Blood samples and biochemical analysis
Kynurenines, neopterin and vitamins B2 and B6 in plasma were determined in a single aliquot from 2452 participants, including all participants with prediabetes (n = 509) and type 2 diabetes (n = 956) and a random sample from those with NGM (n = 986). Fasting blood samples were collected in EDTA tubes. After centrifuging, plasma was stored at −80°C.
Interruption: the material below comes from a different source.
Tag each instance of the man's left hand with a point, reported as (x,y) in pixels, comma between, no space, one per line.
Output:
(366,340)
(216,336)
Concentrations of TRP (μmol/l) and seven kynurenines (KYN [μmol/l], 3-hydroxykynurenine [3-HK, nmol/l], KA [nmol/l], xanthurenic acid [XA, nmol/l], anthranilic acid [AA, nmol/l], 3-hydroxyanthranilic acid [3-HAA, nmol/l] and QA [nmol/l]) were determined in 200 μl plasma samples by LC-MS/MS (Bevital, Bergen Norway) (http://www.bevital.no). From these concentrations, the KYN/TRP ratio (KTR = [KYN/TRP] × 1000) and KA/QA ratio were calculated. KTR is a measure of cytokine-induced indoleamine 2,3-dioxygenase activity, whereas KA/QA is a potential neuroprotective index [16]. Within-day CVs for the KYN metabolites and B vitamins were 1.8–9.5%, between-day CVs were 4.9–16.9%, and limits of detection were 0.2–7 nmol/l [22].
Cognitive performance
Cognitive performance was assessed in a concise (30 min) neuropsychological test battery [20]. For conceptual clarity, test scores were standardised and divided into three cognitive domains (memory function, information processing speed, and executive function/attention). Briefly, memory function was evaluated using the Verbal Learning Test [23] and a memory domain score was derived by calculating the average of total immediate and delayed recall standardised scores. An information processing speed domain score was derived from standardised scores of the Stroop Colour-Word Test Part I and II [24], the Concept Shifting Test Part A and B [25] and the Letter-Digit Substitution Test [26]. An executive function/attention domain score was derived from the Stroop Colour-Word Test part III (adjusted for the mean time spend on the first two parts, Stroop I and II) and Concept Shifting Test Part C. Each of the cognitive domains was only calculated if all subtests were completed. If necessary, individual test scores were log-transformed to reduce skewness of distributions and/or inverted so that higher scores indicated better cognitive performance. In addition, participants were categorised as cognitively impaired (yes/no) based on a regression-based normalisation procedure per test that predicted expected scores for each individual given their age, sex and level of education from a published normative sample [23,24,25,26]. The difference between observed and expected scores and their SDs were used to calculate z scores, which were then averaged per domain and re-standardised. Individuals performing < −1.5 SDs below their norm-based expected score in any domain were categorised as having significant cognitive impairment (CogImp).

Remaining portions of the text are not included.